Sam Mendes : Premièrement, il fallait que ce soit un film qui puisse être projeté en 1981. Deuxièmement, il fallait qu'il ait un lien avec l'histoire d'Hilary. Je me suis dit que le fait qu'elle découvre un film sur un personnage brisé mais qui trouve toujours un moyen d'avoir sa place dans ce monde était très important. Et puis, c'est un chef-d'oeuvre ! (rires) Et c'est un film que j'adore. J'ai pensé que si je devais avoir un film dans mon film, il fallait que les spectateurs puissent se dire : "C'est intéressant, je vais aller regarder ça". Les films dialoguent entre eux et on veut que les gens y reviennent. Dans Jarhead, les soldats regardent Apocalypse Now, et je suis fier d'avoir Apocalypse Now et Bienvenue, Mister Chance dans mes films.

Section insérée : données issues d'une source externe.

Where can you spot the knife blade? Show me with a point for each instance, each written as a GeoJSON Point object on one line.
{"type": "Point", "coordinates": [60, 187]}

Dans American Beauty, Les Sentiers de la perdition et Les Noces rebelles, on a l'impression que vos personnages sont écrasés par leur destin. Cela ne semble pas être le cas ici. Vous vouliez leur offrir une meilleure porte de sortie ?
Sam Mendes : Je voulais qu'on sente de l'espoir, oui. Peut-être que c'est une illusion de ma part, mais je voulais donner le sentiment que l'on peut toujours recommencer, repartir à zéro. Ce sont les derniers mots du film, tirés d'un poème de Philip Larkin. C'est une idée en laquelle je crois énormément.
Empire of Light est à découvrir au cinéma dès le 1er mars 2023.